Is he concerned about her? Does he have a choice in being such? Or does he feel a compulsion, an unexplained emotion he can't resist?
Jigsaw puzzles. Clea's lips form a displeased line. ]
Jigsaw puzzles. She reduces our time together to jigsaw puzzles.
[ Clea almost hisses the final word, anger bubbling up in her gut and threatening to spill out of her with every passing second. Of course. It hadn't been important to Aline, so it's not important. How could anything that didn't involve Maman possibly be integral to him? It's all about her, after all. Verso was only important as he related to her. Not for who he was on his own. ]
You know that's wrong, don't you?
[ Yes, they'd done puzzles, but would Clea have really devoted hours of her time to such a simple activity? ]
no subject
—Then playing pretend. Or swimming, or skiing.

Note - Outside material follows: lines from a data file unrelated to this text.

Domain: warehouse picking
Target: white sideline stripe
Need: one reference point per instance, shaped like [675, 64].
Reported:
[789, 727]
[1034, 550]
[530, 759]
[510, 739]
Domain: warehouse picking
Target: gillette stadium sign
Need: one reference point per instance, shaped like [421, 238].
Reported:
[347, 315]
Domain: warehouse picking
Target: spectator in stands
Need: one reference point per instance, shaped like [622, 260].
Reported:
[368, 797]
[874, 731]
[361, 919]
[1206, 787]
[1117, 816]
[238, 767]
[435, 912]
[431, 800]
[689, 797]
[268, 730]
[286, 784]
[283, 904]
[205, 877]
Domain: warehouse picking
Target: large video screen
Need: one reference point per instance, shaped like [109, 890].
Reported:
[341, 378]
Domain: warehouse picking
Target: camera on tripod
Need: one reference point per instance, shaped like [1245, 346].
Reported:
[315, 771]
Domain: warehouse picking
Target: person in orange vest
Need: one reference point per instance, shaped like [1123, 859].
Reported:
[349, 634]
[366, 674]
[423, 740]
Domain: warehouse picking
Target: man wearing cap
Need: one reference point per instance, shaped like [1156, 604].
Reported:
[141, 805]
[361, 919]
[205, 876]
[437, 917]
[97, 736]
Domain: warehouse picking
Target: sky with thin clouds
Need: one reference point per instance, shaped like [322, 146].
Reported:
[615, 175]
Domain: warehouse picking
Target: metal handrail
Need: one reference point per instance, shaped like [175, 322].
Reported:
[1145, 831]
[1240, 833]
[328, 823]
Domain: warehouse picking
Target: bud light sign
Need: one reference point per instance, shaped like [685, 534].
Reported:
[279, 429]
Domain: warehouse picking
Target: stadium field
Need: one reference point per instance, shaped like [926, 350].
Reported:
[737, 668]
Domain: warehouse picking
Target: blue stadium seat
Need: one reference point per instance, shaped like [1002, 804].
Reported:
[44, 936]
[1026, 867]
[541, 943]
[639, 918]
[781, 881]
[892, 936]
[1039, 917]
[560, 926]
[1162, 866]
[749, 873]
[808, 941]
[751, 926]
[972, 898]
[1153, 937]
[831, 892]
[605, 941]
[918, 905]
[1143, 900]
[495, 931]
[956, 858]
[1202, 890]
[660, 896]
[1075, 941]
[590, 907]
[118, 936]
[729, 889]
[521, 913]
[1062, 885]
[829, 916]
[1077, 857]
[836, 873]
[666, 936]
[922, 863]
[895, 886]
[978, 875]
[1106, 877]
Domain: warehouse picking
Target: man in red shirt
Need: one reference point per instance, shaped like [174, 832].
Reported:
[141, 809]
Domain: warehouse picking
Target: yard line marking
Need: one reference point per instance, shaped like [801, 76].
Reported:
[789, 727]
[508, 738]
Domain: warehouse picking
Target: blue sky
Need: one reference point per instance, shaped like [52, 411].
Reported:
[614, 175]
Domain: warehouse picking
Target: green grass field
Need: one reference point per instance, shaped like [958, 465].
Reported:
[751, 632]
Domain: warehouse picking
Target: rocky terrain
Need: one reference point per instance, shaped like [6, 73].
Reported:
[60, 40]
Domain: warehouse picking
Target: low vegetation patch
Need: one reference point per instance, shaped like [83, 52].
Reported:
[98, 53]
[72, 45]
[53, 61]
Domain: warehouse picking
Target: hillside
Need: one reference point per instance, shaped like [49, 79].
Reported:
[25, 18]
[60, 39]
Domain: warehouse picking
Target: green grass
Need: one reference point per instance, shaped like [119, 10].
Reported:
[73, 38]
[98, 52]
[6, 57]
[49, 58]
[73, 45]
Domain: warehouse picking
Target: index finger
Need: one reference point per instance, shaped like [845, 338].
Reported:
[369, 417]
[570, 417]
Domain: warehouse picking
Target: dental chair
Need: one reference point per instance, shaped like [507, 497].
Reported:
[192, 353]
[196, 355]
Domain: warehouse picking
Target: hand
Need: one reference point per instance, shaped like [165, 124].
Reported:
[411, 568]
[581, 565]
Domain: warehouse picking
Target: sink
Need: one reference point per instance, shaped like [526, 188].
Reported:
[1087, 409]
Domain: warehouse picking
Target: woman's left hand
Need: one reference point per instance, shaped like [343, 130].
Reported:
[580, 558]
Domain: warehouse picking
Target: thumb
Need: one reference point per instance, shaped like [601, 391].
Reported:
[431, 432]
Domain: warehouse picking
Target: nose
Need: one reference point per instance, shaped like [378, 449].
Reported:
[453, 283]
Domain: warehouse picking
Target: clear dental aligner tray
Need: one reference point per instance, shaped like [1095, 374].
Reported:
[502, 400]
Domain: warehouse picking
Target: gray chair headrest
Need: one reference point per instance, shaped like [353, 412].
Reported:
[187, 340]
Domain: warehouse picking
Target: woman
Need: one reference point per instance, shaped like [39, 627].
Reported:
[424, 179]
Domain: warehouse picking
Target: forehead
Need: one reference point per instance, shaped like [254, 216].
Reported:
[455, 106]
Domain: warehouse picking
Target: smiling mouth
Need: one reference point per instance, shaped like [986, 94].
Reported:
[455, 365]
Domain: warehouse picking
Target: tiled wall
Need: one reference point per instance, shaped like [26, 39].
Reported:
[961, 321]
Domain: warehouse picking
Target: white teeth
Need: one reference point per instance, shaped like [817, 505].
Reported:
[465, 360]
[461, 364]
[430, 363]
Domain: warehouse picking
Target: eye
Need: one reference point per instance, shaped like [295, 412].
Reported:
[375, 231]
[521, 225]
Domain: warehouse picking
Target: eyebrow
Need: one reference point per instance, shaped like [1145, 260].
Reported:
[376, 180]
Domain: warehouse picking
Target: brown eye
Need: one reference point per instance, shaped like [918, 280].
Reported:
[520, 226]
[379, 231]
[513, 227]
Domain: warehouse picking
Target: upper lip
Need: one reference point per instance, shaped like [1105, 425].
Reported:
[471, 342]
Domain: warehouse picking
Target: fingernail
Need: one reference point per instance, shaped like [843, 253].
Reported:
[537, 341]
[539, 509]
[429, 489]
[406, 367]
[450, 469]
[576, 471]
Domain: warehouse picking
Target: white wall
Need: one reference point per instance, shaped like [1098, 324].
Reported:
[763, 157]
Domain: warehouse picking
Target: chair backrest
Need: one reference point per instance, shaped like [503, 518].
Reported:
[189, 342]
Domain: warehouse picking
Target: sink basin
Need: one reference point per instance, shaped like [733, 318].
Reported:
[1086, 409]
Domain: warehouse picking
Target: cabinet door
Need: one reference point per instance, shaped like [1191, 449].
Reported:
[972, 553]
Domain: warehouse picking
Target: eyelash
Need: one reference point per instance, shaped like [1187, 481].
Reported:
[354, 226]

[ There's a somewhat exasperated edge to his voice, frustration that his answers seem not to please her even though he knows it isn't quite fair. Surely it's not really about the answers, not about whatever they might or might not have done together as children. Unfortunately, that's what rankles most of all. Can't she just talk to him, rather than giving him some nonsensical test? ]
But I think we've grown quite beyond jigsaw puzzles and pretend.
[ Jigsaw puzzles, anyway. They just got better at pretending, as they got older. ]
What is this really about?
no subject
Clea crosses her arms, staring at him with a forced coldness.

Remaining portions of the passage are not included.